Medienmitteilung der Grünen Kanton Solothurn zu den Abstimmungsresultaten vom 30. November 2014

Die Grünen Kanton Solothurn sind erfreut, dass die Teilrevision des Energiegesetzes angenommen wurde. Ebenfalls begrüssen die Grünen Kanton Solothurn das klare Ja zum neuen Finanzausgleich.

Mit dem Ja zur Teilrevision des Energiegesetzes wird nun auch im Kanton Solothurn der Umgang mit Elektroheizungen neu geregelt. Wie in den meisten Kantonen ist nun auch im Kanton Solothurn die Neuinstallation von Elektroheizungen nicht mehr zulässig. Für die Sanierung von bestehenden Elektroheizungen gilt eine Frist bis 2030; in Härtefällen können Ausnahmen gemacht werden. Für die Grünen Kanton Solothurn ist das Ja zur Teilrevision des Energiegesetzes ein moderater aber wichtiger Schritt auf dem Weg zur mehr Energieeffizienz.

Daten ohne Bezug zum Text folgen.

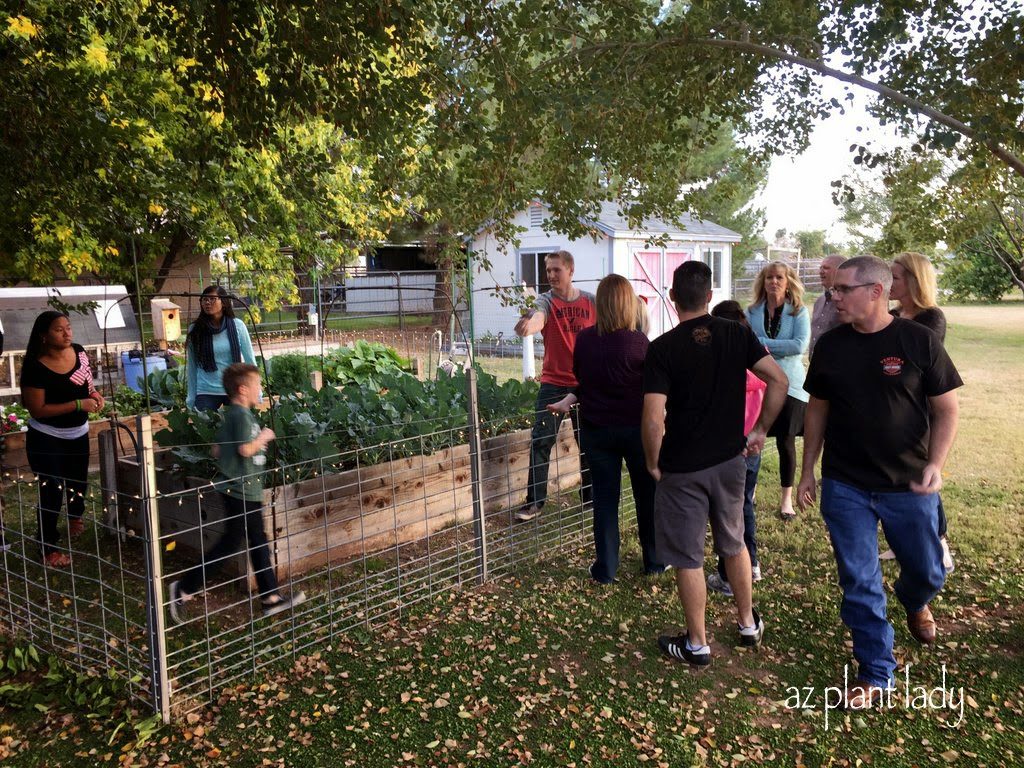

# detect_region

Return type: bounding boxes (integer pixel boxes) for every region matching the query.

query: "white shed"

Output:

Das klare Ja zum neuen Finanzausgleich konnte so erwartet werden, da nur wenige (Geber-) Gemeinden mit dem Referendum die Vorlage zur Abstimmung gebracht hatte. Die Vorteile des neuen Finanzausgleich überwiegen klar und für die Grünen Kanton Solothurn ist es wichtig, dass der neue Finanzausgleich nicht ein statisches Instrument ist sondern bei Bedarf angepasst werden kann.
Das dreifache Nein zu den Eidgenössischen Vorlagen hat sich ebenfalls abgezeichnet. Obwohl die Ecopop-Initiative klar gescheitert ist, muss die Schweiz nun Reformen angehen, die den Druck drosseln, Arbeitskräfte im Ausland zu rekrutieren. Grosser Handlungsbedarf besteht in der Raumplanung, in der Berufsbildung, in der Vereinbarkeit von Familie und Beruf sowie bei der Beschäftigung von älteren Arbeitnehmenden. Lockvogelstrategien für ausländische Firmen müssen verschwinden.